Caso a denúncia seja aceita, o atacante do Flamengo vira réu no processo criminalBruno Henrique é denunciado pelo MP Foto: Gilvan de Souza/CRF
O atacante “Bruno Henrique“, do Flamengo, foi formalmente denunciado pelo Ministério Público do Distrito Federal pelos crimes de fraude esportiva e estelionato. A acusação, apresentada por promotores do Gaeco, aponta que o jogador teria participado de um esquema de manipulação de resultados para favorecer apostadores.
Segundo a denúncia, Bruno Henrique teria combinado receber um cartão amarelo durante uma partida do Campeonato Brasileiro de 2023 para beneficiar apostas realizadas por familiares. A suposta ação teria rendido retorno financeiro significativo aos envolvidos.

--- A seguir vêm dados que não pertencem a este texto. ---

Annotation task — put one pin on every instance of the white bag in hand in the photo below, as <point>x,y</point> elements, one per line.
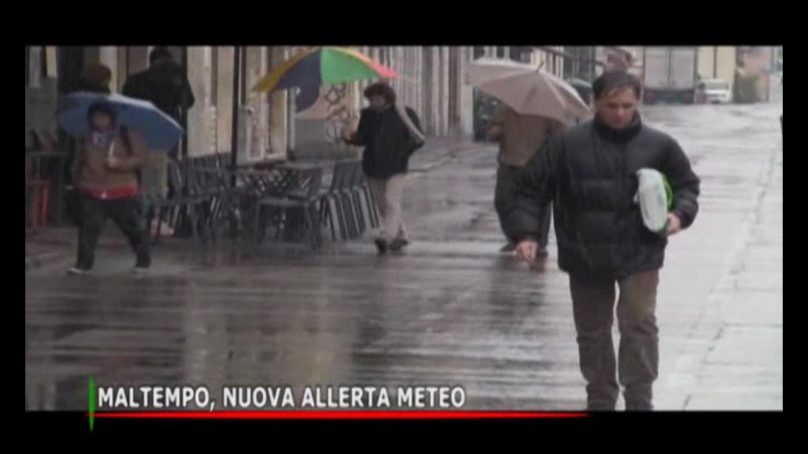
<point>655,197</point>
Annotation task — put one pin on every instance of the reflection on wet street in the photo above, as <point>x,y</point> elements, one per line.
<point>449,311</point>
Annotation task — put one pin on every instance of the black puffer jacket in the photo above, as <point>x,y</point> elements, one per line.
<point>589,173</point>
<point>387,140</point>
<point>165,85</point>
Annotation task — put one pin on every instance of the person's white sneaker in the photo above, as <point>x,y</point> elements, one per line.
<point>76,271</point>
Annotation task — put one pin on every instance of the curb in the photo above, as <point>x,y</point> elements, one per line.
<point>39,261</point>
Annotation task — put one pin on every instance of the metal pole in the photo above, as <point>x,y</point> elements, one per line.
<point>715,62</point>
<point>184,122</point>
<point>234,122</point>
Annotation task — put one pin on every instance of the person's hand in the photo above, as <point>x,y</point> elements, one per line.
<point>674,225</point>
<point>526,250</point>
<point>114,162</point>
<point>348,135</point>
<point>495,132</point>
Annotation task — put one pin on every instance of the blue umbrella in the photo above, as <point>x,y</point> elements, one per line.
<point>158,129</point>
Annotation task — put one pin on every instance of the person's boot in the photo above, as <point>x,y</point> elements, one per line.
<point>381,245</point>
<point>509,248</point>
<point>398,244</point>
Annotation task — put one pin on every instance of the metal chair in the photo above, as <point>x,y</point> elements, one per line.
<point>279,206</point>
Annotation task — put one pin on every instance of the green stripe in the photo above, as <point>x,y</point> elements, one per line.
<point>91,403</point>
<point>337,67</point>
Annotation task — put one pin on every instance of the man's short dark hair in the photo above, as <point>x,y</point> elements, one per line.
<point>381,89</point>
<point>160,53</point>
<point>613,80</point>
<point>103,107</point>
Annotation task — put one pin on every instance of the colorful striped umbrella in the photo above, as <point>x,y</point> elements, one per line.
<point>323,66</point>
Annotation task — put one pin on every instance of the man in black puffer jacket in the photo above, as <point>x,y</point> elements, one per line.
<point>589,173</point>
<point>389,139</point>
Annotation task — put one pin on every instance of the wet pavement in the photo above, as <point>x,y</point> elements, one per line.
<point>451,310</point>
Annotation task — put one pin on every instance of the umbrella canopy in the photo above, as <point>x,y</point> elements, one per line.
<point>323,66</point>
<point>529,90</point>
<point>160,131</point>
<point>486,69</point>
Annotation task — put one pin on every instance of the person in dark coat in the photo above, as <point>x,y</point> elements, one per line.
<point>588,172</point>
<point>164,84</point>
<point>389,139</point>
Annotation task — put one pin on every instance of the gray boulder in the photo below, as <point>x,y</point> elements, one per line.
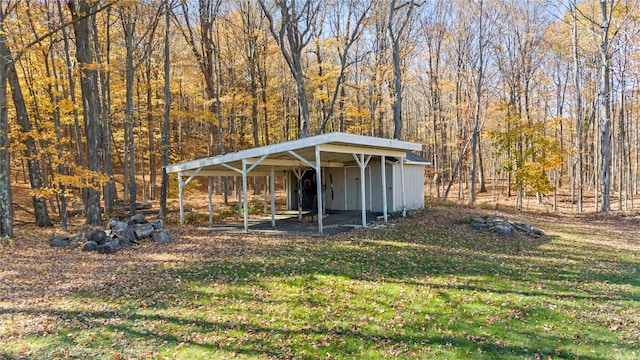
<point>59,241</point>
<point>162,236</point>
<point>505,229</point>
<point>98,236</point>
<point>143,231</point>
<point>90,246</point>
<point>158,224</point>
<point>116,225</point>
<point>110,247</point>
<point>137,218</point>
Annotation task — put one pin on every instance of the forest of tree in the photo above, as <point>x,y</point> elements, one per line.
<point>96,96</point>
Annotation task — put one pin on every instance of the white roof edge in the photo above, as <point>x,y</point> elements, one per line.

O Ministério Público destaca que o jogador pode ter cometido crimes previstos na Lei nº 14.597/2023 (fraude esportiva) e na Lei nº 14.790/2023 (estelionato contra casas de apostas). A Justiça agora decidirá se aceita ou não a denúncia. Caso aceite, o atacante passa à condição de réu em um processo criminal.
“A presente denúncia tem por objeto a imputação de crimes de fraude a resultado ou evento associado à competição esportiva, bem como de estelionato praticado em desfavor de pessoas jurídicas que atuam como agentes operadores de quota fixa”, diz o MP no documento oficial.
Possível punição e defesa do jogador
Na esfera esportiva, Bruno Henrique pode ser suspenso por até dois anos, mas o risco de banimento é considerado baixo. Essa punição só ocorre em casos de reincidência ou quando o jogador é o principal articulador do esquema, o que não é apontado neste momento.
A defesa do atacante nega todas as acusações. Em nota, os advogados afirmam que ele jamais esteve envolvido em esquemas de apostas e que, na verdade, defende restrições mais rígidas ao setor.
“O atleta Bruno Henrique é conhecido e respeitado por sua simplicidade e comprometimento com o esporte. Nunca esteve envolvido em esquemas de apostas”, diz o comunicado da defesa.
Eles também criticaram a divulgação de mensagens privadas, que fazem parte da investigação da Polícia Federal e sustentam a denúncia do Ministério Público.
Entenda o caso envolvendo o atacante do Flamengo
A origem da denúncia está em um cartão amarelo recebido aos 50 minutos do segundo tempo, em partida contra o Santos, válida pelo Brasileirão de 2023. Segundo o MP, familiares de Bruno Henrique teriam apostado que ele seria advertido com o cartão.
As apostas foram realizadas por parentes próximos. O irmão do jogador, Wander, apostou R$ 380,86 e obteve retorno de R$ 1.180,67. Já a esposa do atleta e sua cunhada teriam apostado valores similares em duas plataformas diferentes, com lucros ainda maiores.
A Polícia Federal analisou quase 4 mil mensagens do WhatsApp do jogador. Parte dos diálogos havia sido apagada, o que, segundo os investigadores, indica tentativa de ocultar provas. No celular do irmão, foram encontradas conversas que sugerem o envolvimento direto de Bruno Henrique no esquema.
Além do atacante e de seu irmão, foram indiciadas também “Ludymilla Araujo Lima” (cunhada) e “Poliana Ester Nunes Cardoso” (prima), ambas acusadas de realizar apostas beneficiadas pela possível fraude.